Cuando oigo a algunos afirmar contundentes que su escuela ha sido la calle, me gusta pensar que es en los autobuses donde lo han aprendido todo. Aunque no exactamente en esas líneas plagadas de hormonas estudiantiles que desde bien temprano presumen de sus saberes camino a la Universidad. Ahí oirán nombrar a Nietzsche, las características del neoliberalismo y los puntos en común de los autores de la Generación del 27. Pero nada más. De puntillas y sin profundizar, se abordarán todos los campos que los jóvenes pasajeros tengan en sus conocimientos. Más como acto de exhibicionismo cultural que el simple hecho de hablar por hablar. Por eso, prefiero los autobuses de barrio, como el que cojo cada mañana para ir a trabajar.

El transporte público siempre es una especie de templo sagrado para todo el que se dedica a escribir. Imaginar historias para sus pasajeros, estudiar comportamientos humanos y, sobre todo, aprender es algo que sólo puede regalarte el trayecto de un autobús abarrotado de personas mayores que, a diferencia de los estudiantes, nada tienen que demostrar. Alejado por completo de cualquier convencionalismo, este tipo de pasajero suele ser poco ceremonioso a la hora de entablar conversación.
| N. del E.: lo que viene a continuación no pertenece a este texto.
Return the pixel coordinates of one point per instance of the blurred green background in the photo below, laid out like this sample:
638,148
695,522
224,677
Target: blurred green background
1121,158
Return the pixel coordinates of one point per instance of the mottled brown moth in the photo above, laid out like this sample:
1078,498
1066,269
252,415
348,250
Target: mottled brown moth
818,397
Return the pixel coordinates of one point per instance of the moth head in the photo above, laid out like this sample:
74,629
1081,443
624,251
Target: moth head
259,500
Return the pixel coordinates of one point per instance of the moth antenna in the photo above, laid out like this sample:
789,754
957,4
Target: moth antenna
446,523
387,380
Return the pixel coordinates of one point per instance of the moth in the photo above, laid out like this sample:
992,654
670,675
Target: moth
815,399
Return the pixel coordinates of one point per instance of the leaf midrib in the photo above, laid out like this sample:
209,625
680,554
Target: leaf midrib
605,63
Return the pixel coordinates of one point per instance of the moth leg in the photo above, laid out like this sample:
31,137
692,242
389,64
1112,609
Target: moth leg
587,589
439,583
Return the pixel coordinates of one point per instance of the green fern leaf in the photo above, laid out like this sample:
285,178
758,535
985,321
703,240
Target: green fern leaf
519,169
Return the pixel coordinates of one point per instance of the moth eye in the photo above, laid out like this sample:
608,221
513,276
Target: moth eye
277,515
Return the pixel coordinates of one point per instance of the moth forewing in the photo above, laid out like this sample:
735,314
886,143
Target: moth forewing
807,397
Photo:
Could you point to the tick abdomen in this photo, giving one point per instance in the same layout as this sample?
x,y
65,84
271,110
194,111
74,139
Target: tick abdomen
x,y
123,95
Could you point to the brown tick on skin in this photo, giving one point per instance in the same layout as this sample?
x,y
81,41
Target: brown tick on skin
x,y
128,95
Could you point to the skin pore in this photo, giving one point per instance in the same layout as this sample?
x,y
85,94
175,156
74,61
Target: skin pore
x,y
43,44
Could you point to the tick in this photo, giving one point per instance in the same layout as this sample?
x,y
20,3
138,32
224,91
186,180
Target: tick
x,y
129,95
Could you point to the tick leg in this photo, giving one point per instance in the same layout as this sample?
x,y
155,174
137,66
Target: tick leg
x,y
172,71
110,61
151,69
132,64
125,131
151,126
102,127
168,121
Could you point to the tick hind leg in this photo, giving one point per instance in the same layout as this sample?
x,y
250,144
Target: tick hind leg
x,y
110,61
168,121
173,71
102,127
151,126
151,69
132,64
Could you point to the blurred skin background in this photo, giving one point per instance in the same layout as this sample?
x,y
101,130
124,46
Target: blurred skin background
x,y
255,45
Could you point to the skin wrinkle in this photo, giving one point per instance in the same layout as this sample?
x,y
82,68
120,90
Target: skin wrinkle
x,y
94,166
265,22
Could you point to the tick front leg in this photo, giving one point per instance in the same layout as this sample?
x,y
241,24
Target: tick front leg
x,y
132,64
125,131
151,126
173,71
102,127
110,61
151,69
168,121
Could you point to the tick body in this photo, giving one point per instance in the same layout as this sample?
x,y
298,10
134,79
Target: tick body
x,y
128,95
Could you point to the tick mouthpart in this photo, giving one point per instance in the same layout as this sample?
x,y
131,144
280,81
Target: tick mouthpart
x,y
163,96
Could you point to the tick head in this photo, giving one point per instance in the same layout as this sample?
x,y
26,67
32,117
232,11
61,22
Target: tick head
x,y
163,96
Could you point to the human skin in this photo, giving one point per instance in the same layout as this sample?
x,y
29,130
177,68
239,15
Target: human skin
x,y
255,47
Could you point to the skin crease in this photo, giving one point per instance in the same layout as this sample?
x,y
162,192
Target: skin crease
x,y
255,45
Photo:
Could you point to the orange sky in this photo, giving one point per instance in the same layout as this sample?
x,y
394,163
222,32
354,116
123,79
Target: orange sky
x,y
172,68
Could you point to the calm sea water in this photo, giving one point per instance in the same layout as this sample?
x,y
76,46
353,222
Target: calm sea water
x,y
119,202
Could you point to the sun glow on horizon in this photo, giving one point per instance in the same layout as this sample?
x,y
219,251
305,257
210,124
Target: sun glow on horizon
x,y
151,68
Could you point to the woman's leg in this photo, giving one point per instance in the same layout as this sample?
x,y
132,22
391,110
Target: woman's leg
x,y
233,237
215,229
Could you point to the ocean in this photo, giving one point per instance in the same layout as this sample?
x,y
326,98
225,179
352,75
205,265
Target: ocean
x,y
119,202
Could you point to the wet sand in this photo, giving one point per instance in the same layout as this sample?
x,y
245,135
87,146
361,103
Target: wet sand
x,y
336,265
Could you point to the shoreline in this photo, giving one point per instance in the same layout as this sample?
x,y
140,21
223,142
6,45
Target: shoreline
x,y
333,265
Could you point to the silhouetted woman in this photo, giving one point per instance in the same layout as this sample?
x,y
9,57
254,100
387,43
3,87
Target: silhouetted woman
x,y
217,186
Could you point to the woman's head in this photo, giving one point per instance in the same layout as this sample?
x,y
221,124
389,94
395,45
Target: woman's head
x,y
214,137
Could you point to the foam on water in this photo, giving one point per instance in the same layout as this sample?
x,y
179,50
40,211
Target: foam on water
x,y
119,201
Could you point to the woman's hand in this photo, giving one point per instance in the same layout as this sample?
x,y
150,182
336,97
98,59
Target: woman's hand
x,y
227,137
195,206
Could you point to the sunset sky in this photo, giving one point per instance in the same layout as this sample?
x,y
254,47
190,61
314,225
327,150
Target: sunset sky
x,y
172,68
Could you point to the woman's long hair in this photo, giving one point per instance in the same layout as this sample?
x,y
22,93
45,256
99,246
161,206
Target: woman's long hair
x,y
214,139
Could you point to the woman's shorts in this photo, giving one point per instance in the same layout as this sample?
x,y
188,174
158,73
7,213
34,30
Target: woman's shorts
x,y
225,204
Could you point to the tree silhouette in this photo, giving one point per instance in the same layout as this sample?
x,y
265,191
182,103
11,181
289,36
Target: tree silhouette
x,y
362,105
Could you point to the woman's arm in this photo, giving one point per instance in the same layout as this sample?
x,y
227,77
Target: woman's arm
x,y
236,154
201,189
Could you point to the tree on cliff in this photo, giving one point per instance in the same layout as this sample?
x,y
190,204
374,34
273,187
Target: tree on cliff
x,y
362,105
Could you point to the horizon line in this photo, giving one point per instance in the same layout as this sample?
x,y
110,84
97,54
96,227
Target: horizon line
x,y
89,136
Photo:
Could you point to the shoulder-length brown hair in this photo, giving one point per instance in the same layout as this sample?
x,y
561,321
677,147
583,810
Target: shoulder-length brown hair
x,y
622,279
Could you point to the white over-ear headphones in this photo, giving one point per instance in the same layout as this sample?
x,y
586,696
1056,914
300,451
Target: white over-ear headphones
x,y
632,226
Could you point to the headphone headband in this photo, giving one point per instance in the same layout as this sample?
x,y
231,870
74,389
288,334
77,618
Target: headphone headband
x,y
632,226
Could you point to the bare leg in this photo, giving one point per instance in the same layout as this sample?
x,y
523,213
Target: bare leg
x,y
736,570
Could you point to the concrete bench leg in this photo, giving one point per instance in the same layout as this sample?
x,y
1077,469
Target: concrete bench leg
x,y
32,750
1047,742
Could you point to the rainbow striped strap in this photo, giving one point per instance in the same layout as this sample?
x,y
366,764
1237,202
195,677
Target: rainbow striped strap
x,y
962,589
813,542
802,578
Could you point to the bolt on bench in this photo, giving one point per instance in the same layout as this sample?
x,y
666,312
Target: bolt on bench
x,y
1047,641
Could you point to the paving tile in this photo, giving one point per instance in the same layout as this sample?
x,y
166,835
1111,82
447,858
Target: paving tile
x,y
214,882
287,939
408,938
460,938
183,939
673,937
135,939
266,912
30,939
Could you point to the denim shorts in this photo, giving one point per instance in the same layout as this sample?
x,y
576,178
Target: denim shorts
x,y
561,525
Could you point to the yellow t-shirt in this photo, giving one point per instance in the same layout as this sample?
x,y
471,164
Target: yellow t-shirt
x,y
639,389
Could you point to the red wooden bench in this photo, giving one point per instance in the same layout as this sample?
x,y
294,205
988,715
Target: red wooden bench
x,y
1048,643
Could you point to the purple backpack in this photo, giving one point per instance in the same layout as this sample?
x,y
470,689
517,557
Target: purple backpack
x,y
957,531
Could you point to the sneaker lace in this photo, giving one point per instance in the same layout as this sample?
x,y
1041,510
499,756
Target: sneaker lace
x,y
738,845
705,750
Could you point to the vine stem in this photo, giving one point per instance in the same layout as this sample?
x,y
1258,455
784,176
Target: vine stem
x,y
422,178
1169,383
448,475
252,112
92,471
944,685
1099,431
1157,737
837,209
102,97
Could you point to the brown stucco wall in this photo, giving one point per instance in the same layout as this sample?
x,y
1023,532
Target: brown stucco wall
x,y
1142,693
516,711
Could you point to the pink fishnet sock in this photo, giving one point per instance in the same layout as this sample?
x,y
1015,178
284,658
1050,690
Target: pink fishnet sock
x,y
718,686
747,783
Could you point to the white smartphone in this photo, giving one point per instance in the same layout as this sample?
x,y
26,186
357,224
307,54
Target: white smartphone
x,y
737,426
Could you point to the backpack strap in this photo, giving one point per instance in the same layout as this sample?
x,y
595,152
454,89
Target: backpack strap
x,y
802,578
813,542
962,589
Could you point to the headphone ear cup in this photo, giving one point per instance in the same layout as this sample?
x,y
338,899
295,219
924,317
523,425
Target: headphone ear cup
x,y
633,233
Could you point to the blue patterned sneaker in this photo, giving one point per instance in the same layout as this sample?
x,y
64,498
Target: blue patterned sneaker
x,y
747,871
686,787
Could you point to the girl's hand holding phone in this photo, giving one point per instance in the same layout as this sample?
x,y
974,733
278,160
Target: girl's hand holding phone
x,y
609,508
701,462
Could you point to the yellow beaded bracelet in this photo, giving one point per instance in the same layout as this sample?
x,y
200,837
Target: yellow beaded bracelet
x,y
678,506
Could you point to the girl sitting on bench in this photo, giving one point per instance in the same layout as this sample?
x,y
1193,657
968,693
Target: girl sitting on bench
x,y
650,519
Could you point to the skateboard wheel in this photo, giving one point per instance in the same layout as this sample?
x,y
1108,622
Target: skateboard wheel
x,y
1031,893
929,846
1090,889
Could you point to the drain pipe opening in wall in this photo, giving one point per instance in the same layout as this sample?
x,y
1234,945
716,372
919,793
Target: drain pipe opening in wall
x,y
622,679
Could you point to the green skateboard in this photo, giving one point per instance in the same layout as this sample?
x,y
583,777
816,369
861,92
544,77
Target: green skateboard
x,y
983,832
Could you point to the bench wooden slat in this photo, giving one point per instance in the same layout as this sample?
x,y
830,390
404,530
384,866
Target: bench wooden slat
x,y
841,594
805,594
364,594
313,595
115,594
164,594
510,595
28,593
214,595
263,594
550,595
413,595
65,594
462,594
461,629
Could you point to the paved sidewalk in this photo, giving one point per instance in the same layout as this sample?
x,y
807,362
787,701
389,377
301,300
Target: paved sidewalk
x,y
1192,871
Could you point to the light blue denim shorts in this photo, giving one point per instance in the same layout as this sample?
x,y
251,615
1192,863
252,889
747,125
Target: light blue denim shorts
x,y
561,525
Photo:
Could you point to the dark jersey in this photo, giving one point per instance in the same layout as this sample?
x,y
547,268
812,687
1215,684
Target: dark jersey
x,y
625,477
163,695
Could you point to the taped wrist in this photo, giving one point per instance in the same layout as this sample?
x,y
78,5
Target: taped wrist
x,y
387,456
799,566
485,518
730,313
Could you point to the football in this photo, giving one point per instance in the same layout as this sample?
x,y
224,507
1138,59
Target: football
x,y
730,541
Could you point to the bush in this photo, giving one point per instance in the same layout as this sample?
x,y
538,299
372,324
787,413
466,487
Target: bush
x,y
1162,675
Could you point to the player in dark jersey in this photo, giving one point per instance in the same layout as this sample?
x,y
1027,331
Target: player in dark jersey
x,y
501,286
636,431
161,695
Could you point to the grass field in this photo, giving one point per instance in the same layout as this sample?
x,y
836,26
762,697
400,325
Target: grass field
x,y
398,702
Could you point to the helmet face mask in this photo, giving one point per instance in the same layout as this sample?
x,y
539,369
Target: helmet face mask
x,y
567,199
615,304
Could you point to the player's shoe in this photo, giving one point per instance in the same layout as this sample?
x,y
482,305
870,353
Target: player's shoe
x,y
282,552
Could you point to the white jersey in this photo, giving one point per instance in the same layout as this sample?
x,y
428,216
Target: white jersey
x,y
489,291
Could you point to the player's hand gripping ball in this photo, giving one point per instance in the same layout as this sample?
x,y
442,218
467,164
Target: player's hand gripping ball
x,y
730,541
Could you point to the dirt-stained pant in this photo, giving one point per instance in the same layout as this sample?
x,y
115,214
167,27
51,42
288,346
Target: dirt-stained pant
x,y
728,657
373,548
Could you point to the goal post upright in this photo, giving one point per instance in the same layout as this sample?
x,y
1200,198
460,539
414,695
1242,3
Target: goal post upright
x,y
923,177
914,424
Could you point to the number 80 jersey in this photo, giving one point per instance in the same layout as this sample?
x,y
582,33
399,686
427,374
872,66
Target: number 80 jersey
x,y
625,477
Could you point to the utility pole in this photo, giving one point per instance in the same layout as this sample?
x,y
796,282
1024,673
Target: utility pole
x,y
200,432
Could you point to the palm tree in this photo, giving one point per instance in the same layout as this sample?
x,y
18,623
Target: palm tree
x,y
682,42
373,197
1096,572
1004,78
Suele ir sin compañía y sabe que el silencio no es tan bello como lo venden. Cualquier pequeño detalle acontecido durante el trayecto le vale para comenzar una conversación. Un frenazo brusco, un traspiés en un escalón o un viento fuerte que se cuele a través de una ventana. A partir de ese momento, el autobús se convierte en el festival de la oratoria.

Todos participan porque todos tienen algo que decir y todos aprenden algo porque, a diferencia de los debates electorales, la educación no brilla por su ausencia en este tipo de coloquios. Y, como la conversación suele seguir el curso natural de cualquier diálogo, se empieza hablando de un traspiés y se termina haciéndolo sobre arquitectura regionalista. Por eso, a veces resulta complicado bajarse del autobús cuando uno llega a su parada, porque cuando uno conoce a enciclopedias humanas necesita pegarse a ellas como si no hubiera un mañana. Porque algunos pasajeros merecen ser patrimonio de la humanidad.